Works around a sync-time performance regression on PG12 #4609

dralley · 2023-10-25T16:21:50Z

We still don't really "know":

Why this only seems to happen on PG12
Why the original query change (https://github.com/pulp/pulpcore/pull/4275/files) triggered this
Why it only seems to happen on capsule syncs (this is most mysterious)

lubosmj

With this, we got down to ~25m of sync time on the Satellite 6.14 environment (instead of 2 hours), syncing 36 repositories to a capsule with the on-demand policy. We got the same result as with Pulpcore 3.22.12, where the commit in question (#4275) was not included.

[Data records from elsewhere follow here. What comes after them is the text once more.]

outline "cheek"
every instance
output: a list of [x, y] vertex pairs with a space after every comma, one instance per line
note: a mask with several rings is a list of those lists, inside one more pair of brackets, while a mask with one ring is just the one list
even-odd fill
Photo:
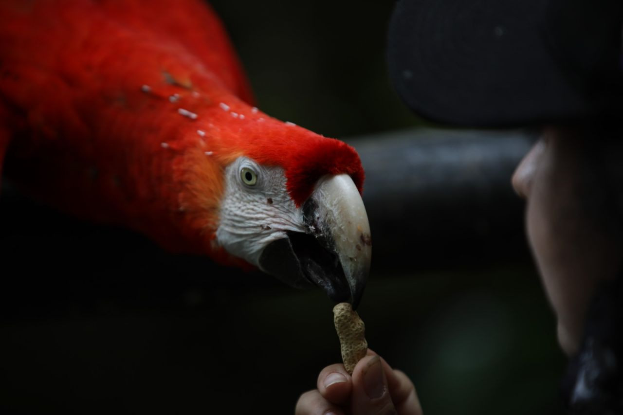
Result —
[[597, 284], [616, 272], [619, 244], [601, 231], [594, 218], [587, 217], [571, 184], [553, 178], [535, 178], [527, 206], [527, 233], [558, 318], [561, 345], [571, 353]]

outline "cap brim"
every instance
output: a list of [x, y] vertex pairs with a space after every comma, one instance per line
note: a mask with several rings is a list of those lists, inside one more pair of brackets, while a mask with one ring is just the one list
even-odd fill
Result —
[[469, 126], [574, 117], [590, 103], [549, 49], [546, 1], [401, 0], [388, 33], [392, 82], [416, 112]]

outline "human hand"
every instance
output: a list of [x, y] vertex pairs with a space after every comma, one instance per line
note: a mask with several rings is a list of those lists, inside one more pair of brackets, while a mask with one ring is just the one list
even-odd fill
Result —
[[316, 387], [298, 398], [295, 415], [422, 415], [407, 375], [369, 349], [352, 376], [341, 363], [331, 365], [320, 372]]

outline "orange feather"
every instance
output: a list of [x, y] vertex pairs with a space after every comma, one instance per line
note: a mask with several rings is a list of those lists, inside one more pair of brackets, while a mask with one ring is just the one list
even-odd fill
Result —
[[361, 191], [352, 148], [252, 99], [222, 24], [198, 0], [0, 2], [6, 172], [66, 211], [236, 262], [214, 236], [222, 171], [235, 158], [283, 167], [297, 205], [324, 174], [350, 174]]

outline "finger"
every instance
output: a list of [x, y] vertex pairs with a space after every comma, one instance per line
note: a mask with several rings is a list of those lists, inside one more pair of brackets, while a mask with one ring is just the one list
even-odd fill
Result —
[[354, 415], [394, 415], [383, 364], [378, 356], [366, 356], [353, 371], [351, 408]]
[[[376, 353], [368, 349], [368, 355], [375, 356]], [[381, 358], [381, 361], [387, 377], [389, 395], [397, 413], [400, 415], [422, 415], [422, 406], [413, 382], [402, 371], [392, 369], [385, 359]]]
[[351, 376], [341, 363], [328, 366], [318, 376], [317, 388], [325, 399], [336, 404], [350, 401]]
[[300, 396], [294, 409], [295, 415], [344, 415], [344, 411], [328, 401], [318, 389], [305, 392]]

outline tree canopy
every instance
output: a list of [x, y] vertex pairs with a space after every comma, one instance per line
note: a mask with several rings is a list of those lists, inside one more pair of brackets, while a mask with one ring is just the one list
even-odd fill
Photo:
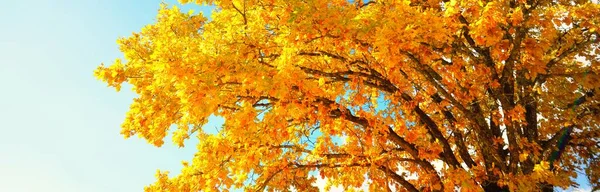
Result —
[[211, 19], [163, 4], [95, 71], [138, 96], [125, 137], [199, 140], [146, 191], [599, 187], [597, 1], [193, 3]]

It would be interesting to see if this change improved the performance on PG13 even more.

ggainey · 2023-10-25T17:45:03Z

pulpcore/app/models/repository.py

@@ -850,7 +850,9 @@ def add_content(self, content):
            raise ResourceImmutableError(self)

        repo_content = []
-        to_add = set(content.exclude(pk__in=self.content).values_list("pk", flat=True))
+        to_add = set(content.values_list("pk", flat=True)) - set(


So the net here, is that we are moving from "let postgres do the set-theory via exclude()", to "do the set-theory explicitly, in python, via set(A) - set(B)". I have nothing to add that clears up any of the mysteries noted; just clarifying what we're doing.

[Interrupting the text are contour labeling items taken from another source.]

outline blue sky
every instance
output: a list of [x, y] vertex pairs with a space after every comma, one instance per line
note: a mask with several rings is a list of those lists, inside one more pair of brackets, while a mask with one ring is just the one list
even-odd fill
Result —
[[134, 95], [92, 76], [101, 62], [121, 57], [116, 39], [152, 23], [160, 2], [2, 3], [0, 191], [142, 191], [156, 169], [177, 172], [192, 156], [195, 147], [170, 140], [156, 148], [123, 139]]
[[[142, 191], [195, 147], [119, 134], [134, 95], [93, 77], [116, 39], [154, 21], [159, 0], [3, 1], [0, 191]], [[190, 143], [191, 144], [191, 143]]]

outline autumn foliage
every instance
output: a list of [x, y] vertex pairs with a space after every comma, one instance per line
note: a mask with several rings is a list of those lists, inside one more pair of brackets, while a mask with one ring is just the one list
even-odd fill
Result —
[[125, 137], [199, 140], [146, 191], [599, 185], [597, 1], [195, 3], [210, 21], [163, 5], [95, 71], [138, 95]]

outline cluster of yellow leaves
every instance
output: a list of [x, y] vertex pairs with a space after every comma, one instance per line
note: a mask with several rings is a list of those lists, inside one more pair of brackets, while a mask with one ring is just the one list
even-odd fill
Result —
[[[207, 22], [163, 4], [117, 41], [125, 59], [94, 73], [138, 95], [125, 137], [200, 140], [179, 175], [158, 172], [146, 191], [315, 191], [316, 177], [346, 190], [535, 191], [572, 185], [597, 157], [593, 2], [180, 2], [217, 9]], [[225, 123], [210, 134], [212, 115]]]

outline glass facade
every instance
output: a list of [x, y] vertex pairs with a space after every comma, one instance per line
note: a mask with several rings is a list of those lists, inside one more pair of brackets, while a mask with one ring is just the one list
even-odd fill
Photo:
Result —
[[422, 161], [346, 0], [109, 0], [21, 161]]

Are we using set just to get the difference between those two sets?

Hello folks. I'm just exploring some issues to get familiarized with the codebase and had a small idea on this.

We can achieve the same set difference with some performance gains (about 2x with a humble sample) by not creating a second set. If this is a meaningful point to optimize, it may be worth trying this out.

def set_diff(a: Set, b: tuple): for obj in b: if obj in a: a.remove(obj) return a from typing import Set def set_diff_normal(a: Set, b: tuple): return a - set(b) a = {3775, 4642, 1725, 576, 1467, 1152, 1718, 6721, 7899, 4756, 2213, 7843, 768, 6464, 7427} b = (3775, 7899, 434, 15048, 7843) if __name__ == "__main__": assert set_diff(a, b) == set_diff_normal(a, b) from timeit import timeit result_a = timeit( "set_diff(a,b)", setup="from __main__ import set_diff,a,b") result_b = timeit( "set_diff_normal(a,b)", setup="from __main__ import set_diff_normal,a,b") print(result_a) # output: ~ 0.10 print(result_b) # output: ~ 0.24

The performance issue has nothing to do with the set creation (which would take milliseconds at most), but rather the way the query is constructed and how Postgresql plans its execution.

Previously we were generating one large query, which different versions of Postgresql seemed to handle differently, and Postgresql 12 was having severe performance issues. By gathering the results of some smaller queries into a set in Python, we keep the queries smaller and simpler, and avoid causing Postgresql to go a little haywire.

This is really just a workaround since it was time-sensitive. We're trying to better understand why this is going on currently.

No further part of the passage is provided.